I'm not quite sure where this story starts, the beginning is rather nebulous, but perhaps it starts on Saturday.
As I was hunting, my mind wandered a bit. Normally I guide it back to presence, awareness of NOW, making sure I am reaching out with all my senses, searching for signals around me. This time my thought process went a way that I let play through. Brother Dave talked about a theory that, while humans have individual souls, animals have collective souls. So, for example, there is one cat soul or cat spirit, one dog spirit, one deer spirit. In my mind I met this deer spirit. He asked me (definitely male in my head) why I was hunting. I explained to him (myself) the WHY of my hunting, thinking of industrial farming and the inherent cruelty therein, of my connection and respect for the deer I harvest. I delved deeper, looking for what I really want from hunting, and that is to be a participant in nature, to be a positive force, an instrument of improvement and enhancement for nature. I would love to be such a good hunter that I only harvest animals that would not otherwise make it through winter, a wounded or old animal. My skills are simply not that good yet.

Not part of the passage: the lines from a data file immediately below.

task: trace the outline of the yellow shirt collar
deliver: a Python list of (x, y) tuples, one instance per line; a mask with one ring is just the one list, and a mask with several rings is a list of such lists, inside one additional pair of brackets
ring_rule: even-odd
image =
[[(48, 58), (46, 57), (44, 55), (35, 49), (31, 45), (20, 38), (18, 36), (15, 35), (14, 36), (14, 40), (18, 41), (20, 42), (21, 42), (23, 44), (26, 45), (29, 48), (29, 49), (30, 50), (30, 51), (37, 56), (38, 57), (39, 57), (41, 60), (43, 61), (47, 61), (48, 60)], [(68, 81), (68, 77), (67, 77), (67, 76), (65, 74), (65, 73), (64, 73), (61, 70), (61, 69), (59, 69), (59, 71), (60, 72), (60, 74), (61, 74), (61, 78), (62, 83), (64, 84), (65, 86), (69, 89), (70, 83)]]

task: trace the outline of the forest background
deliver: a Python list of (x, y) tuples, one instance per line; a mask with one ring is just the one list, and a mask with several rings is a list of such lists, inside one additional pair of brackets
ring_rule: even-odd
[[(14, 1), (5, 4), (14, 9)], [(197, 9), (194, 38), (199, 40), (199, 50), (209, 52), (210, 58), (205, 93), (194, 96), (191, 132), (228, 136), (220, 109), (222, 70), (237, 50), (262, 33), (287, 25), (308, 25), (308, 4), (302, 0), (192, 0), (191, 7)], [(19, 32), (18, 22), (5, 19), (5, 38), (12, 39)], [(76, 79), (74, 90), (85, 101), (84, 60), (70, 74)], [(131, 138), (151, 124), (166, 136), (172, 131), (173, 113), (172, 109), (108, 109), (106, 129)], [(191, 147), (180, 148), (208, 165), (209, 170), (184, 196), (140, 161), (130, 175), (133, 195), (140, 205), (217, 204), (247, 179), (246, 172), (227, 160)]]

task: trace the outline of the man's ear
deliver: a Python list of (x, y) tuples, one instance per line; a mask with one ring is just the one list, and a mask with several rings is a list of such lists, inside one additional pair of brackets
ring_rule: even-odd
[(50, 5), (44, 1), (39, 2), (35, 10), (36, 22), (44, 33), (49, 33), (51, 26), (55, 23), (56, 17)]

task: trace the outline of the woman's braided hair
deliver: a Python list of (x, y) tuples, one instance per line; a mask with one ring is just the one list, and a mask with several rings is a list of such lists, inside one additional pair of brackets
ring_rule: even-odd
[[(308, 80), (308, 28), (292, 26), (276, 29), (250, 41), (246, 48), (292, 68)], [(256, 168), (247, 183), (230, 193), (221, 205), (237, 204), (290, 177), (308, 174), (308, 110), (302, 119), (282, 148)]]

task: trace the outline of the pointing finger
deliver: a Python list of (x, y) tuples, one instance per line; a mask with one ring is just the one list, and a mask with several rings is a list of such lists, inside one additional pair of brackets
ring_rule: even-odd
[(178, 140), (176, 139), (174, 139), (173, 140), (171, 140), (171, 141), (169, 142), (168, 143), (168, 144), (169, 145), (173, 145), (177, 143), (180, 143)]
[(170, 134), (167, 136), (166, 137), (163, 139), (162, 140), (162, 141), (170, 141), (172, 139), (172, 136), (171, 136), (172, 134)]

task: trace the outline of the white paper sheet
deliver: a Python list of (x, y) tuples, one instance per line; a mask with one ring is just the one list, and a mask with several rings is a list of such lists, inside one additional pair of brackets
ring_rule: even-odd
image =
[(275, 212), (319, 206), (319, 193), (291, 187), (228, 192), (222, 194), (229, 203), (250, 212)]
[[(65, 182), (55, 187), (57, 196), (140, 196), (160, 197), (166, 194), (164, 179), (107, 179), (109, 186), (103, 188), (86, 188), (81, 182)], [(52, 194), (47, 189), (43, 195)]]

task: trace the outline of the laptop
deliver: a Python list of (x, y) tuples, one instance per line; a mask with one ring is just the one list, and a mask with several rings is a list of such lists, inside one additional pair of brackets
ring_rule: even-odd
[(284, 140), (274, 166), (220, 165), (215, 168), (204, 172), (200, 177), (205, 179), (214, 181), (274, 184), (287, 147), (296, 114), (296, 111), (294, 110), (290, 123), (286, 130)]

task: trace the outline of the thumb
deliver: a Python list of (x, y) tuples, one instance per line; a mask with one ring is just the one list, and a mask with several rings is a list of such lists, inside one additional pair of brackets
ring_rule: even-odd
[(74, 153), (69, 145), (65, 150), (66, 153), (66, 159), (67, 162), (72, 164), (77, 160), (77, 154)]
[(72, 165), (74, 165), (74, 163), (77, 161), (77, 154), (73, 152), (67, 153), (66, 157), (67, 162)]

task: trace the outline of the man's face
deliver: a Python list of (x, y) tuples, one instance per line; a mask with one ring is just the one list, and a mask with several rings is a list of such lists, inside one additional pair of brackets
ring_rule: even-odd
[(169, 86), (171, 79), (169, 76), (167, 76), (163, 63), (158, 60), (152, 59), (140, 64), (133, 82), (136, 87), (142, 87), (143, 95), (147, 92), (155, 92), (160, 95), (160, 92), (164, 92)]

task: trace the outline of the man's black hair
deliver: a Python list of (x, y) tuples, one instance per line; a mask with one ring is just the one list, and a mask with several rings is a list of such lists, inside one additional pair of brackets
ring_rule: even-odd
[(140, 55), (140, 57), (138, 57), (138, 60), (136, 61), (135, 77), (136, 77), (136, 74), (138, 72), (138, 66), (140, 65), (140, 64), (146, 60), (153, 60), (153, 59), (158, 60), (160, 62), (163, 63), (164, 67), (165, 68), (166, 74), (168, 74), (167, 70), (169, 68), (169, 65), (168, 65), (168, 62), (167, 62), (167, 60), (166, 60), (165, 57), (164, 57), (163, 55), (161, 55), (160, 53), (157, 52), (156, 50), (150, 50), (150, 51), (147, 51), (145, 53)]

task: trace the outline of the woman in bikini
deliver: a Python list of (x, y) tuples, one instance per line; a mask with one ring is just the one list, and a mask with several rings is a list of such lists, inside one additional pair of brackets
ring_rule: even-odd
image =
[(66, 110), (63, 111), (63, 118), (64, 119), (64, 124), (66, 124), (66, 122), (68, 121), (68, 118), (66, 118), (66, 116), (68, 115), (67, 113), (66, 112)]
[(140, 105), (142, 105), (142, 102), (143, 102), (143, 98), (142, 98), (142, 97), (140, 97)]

In Montana this year, the last week of deer season is open for harvesting a doe from private land. We have loads of does all around the property, and I was considering if I would take one of these. I spent some time the previous week observing the deer in our west pasture. On Saturday evening I sat in the rocks that line the top of our waterfall, overlooking this pasture, and watching the deer in the field. Earlier I had seen a very large buck sniffing around the does there so I have been keeping my eyes open for him. Twice I watched two young spike horn bucks jostling for dominance. It was great to watch them posture and charge each other, neither old nor large enough that they would be likely to actually breed this year. Mostly only does fed here, but I considered taking ones of these young bucks. By Saturday I decided that I would not harvest a doe, but those young bucks were still a possibility.
While hunting on Sunday I made a decision in my mind. I would definitely not shoot a doe, and as far as one of those spike horns- I would shoot one, but only with my camera to share the 'one I didn't get'. If I found a 'real' buck, or something that really stood out on this last day of hunting season, I would take it but otherwise I would be satisfied with the young buck already in the freezer.
Except for a couple I scared up while I was walking the road with my gun on my shoulder and not really hunting, I saw no deer, but had a great day hunting. It was lovely out, my inner and outer self was quiet and connected, I really enjoyed my last day of hunting for the year. I walked out of the woods in late afternoon, about an hour of sunlight left. I walked to the barn and got on my ATV, heading around the property, starting out by the horses. There were several deer there, I scoped them, all does with whom I am most familiar. I headed around the shop, heading west between the lake and our house.
In the yard between the lake and the road a deer was curled up. It seemed pretty early to have a deer lying down, they usually wait until dark before they camp out. I stopped my ATV, raised my rifle to scope him. Yes, him, definitely horns there, a spike horn. But something was wrong; it looked like its mouth was open. Maybe it was just the angle, so I moved closer, scoped him again. Yes, his mouth was hanging open, not a pose I have seen in a deer before. I moved just a little closer still to make sure. He didn't move, didn't seem threatened by me, not a wise position to take during hunting season. Sure enough his mouth was hanging open, he seemed listless and unaware. This deer was gravely injured. I stepped off my ATV, raised my rifle, aimed for his left shoulder, trying for a heart shot, and squeezed the trigger. He fell immediately limp, just flopped over.
I approached him to be with him in his last breaths as Indigo stepped outside, then approached on her ATV. We sat with him and tried to figure out what had happened. He was soaked, his jaw was broken, he had a strange line down his right side with fur missing. We pieced it together. To the best of what we could figure out, he was hit by a car which broke his jaw (or perhaps he just ran into something). He could no longer eat or drink. In incredible pain and thirst, he got into the pond, trying to quench his thirst but of course this would do little good. He finally laid down for a long, slow, and painful death. And I got what I had prayed for: a wounded deer that needed to be put down, that needed relief from horrible pain and certain, slow death. That line down his side was the exit wound from my bullet which hit his left shoulder, missed his heart somehow, hit his right shoulder, then it walked down his right side, leaving a line in his fur.
I feel so very badly for this poor creature, he was obviously in pain for quite a long time, his tongue was grey and dry, his bladder and intestines pretty much all empty. I don't know how long he suffered, but he suffers no longer. And I got an answer, a lesson, and a blessing of food all in one.